Rheotaxis: Difference between revisions

(Positive) Rheotaxis is a form of taxis seen in many aquatic organisms, e.g., fish, whereby they will (generally) turn to face into an oncoming current. This has been noted in zebrafish and other species.^[1]

In a flowing stream, this behavior leads them to hold position in a stream rather than being swept downstream by the current.

In fish that exhibit rheotaxis, it can easily be demonstrated by creating an artificial current within a tank using pumps. No matter which way the pumps force the current to flow, the fish will immediately turn to face the oncoming current.

Some organisms such as eels will exhibit negative rheotaxis where they will avoid currents.^[2]

Some zooplankton also exhibit positive or negative rheotaxis.

Positive rheotaxis is found in most major aquatic invertebrate groups.

In Rheotaxis, the lateral line system is used to determine changes in the oncoming flow pattern of a body of water due to other objects, such as predator and prey, being present and the corresponding orientation of the animal toward or away from the current.^[3] This system uses mechanosensory hair cells to detect and respond to the movement of water.^[4] For most animals, Rheotaxis is dependent on the proper function of the lateral line system. Pure Rheotaxis is the form in which the only stimulus for orienting is the current itself.^[5] Animals can also use Rheotaxis in conjunction with other methods to orient themselves in the water. They will use the flow of the current to identify upstream chemical stimuli and position themselves toward the direction of the signal.^[6] The positioning of an animal in the water can increase its chance of accessing food and lowering the amount of energy is spends, especially when it remains stationary.^[7]
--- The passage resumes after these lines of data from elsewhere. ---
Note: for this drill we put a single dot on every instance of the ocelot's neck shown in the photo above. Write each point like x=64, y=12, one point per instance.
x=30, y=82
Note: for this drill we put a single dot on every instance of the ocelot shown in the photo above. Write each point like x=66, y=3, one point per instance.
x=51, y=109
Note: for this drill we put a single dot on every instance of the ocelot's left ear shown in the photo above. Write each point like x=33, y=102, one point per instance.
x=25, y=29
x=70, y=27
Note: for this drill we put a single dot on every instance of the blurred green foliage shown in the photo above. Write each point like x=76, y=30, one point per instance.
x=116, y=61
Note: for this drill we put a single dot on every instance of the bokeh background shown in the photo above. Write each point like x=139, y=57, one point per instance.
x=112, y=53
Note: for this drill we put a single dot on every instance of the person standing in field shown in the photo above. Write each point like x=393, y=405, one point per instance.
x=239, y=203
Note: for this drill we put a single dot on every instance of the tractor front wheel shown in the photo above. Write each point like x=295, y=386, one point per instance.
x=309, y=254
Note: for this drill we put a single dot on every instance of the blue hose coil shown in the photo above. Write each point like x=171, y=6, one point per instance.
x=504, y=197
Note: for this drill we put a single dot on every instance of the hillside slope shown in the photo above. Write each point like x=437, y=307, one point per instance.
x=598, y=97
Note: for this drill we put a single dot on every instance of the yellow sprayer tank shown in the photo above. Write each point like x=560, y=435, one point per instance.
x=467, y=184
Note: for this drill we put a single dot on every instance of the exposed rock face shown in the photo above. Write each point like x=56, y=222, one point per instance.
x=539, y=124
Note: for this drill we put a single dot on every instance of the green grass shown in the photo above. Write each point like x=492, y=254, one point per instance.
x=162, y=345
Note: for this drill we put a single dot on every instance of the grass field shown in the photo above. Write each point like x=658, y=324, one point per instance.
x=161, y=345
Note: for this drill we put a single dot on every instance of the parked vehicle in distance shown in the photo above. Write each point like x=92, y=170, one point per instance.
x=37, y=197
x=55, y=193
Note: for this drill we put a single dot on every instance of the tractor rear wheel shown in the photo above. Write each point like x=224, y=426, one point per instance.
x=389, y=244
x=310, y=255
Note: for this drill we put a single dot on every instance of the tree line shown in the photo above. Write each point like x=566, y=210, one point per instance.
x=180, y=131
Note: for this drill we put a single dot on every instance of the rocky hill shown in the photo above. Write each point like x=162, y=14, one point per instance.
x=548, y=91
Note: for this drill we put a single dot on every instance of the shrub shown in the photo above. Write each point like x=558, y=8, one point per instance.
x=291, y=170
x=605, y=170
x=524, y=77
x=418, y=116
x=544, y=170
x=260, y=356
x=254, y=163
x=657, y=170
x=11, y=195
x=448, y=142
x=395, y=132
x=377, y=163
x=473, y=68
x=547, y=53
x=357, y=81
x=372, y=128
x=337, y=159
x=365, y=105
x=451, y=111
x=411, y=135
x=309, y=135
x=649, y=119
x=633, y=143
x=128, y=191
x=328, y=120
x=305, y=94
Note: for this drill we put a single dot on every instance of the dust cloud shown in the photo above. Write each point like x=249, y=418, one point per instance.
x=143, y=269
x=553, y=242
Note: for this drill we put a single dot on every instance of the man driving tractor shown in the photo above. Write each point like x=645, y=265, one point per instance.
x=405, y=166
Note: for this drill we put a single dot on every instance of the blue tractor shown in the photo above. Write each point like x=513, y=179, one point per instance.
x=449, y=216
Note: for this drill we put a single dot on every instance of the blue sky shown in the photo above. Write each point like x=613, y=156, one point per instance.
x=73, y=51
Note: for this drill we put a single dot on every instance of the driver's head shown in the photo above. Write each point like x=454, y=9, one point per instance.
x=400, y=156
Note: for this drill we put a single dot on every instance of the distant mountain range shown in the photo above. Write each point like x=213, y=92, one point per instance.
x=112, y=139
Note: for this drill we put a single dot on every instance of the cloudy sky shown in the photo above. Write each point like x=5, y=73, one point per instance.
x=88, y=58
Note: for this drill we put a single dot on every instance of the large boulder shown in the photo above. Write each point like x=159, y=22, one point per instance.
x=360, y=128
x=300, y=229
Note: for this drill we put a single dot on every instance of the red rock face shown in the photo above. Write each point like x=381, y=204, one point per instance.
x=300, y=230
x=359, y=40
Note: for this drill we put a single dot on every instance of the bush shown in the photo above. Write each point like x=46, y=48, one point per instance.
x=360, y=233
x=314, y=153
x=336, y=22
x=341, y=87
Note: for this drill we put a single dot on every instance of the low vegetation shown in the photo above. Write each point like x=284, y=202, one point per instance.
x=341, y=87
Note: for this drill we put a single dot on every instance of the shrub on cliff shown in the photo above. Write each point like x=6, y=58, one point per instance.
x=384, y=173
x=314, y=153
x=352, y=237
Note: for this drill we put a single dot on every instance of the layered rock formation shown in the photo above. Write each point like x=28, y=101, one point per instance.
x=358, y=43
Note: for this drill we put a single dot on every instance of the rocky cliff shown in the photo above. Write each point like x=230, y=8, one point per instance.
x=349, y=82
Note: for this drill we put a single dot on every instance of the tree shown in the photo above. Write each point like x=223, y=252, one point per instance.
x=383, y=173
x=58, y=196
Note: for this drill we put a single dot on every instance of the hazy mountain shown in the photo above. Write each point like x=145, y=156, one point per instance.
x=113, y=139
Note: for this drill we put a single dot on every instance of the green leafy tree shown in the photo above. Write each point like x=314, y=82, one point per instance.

1. Oteiza, Pablo; Odstrcil, Iris; Lauder, George; Portugues, Ruben; Engert, Florian. "A novel mechanism for mechanosensory-based rheotaxis in larval zebrafish". Nature. 547: 445–448.
2. Du Colombier, SB; Bolliet, V; Bardonnet, A. "Swimming activity and behaviour of European Anguilla anguilla glass eels in response to photoperiod and flow reversal and the role of energy status". Journal of Fish Biology. 74 (9). doi:10.1111/j.1095-8649.2009.02269.x. PMID 20735685.
3. Brown, Erika E. A.; Simmons, Andrea Megela (2016-11-21). "Variability of Rheotaxis Behaviors in Larval Bullfrogs Highlights Species Diversity in Lateral Line Function". PLOS ONE. 11 (11): e0166989. doi:10.1371/journal.pone.0166989. ISSN 1932-6203. PMC 5117756. PMID 27870909.
4. Suli, Arminda; Watson, Glen M.; Rubel, Edwin W.; Raible, David W. (2012-02-16). "Rheotaxis in Larval Zebrafish Is Mediated by Lateral Line Mechanosensory Hair Cells". PLoS ONE. 7 (2): e29727. doi:10.1371/journal.pone.0029727. ISSN 1932-6203. PMC 3281009. PMID 22359538.
5. Kobayashi, Donald R.; Farman, Richard; Polovina, Jeffrey J.; Parker, Denise M.; Rice, Marc; Balazs, George H. (2014-08-06). ""Going with the Flow" or Not: Evidence of Positive Rheotaxis in Oceanic Juvenile Loggerhead Turtles (Caretta caretta) in the South Pacific Ocean Using Satellite Tags and Ocean Circulation Data". PLoS ONE. 9 (8): e103701. doi:10.1371/journal.pone.0103701. ISSN 1932-6203. PMC 4123884. PMID 25098694.
6. Choi, Jongeun; Jeon, Soo; Johnson, Nicholas S; Brant, Cory O; Li, Weiming (2013-11-07). "Odor-conditioned rheotaxis of the sea lamprey: modeling, analysis and validation". Bioinspiration & Biomimetics. 8 (4): 046011. doi:10.1088/1748-3182/8/4/046011. ISSN 1748-3182.
7. Elder, John; Coombs, Sheryl (2015-05-21). "The influence of turbulence on the sensory basis of rheotaxis". Journal of Comparative Physiology A. 201 (7): 667–680. doi:10.1007/s00359-015-1014-7. ISSN 0340-7594.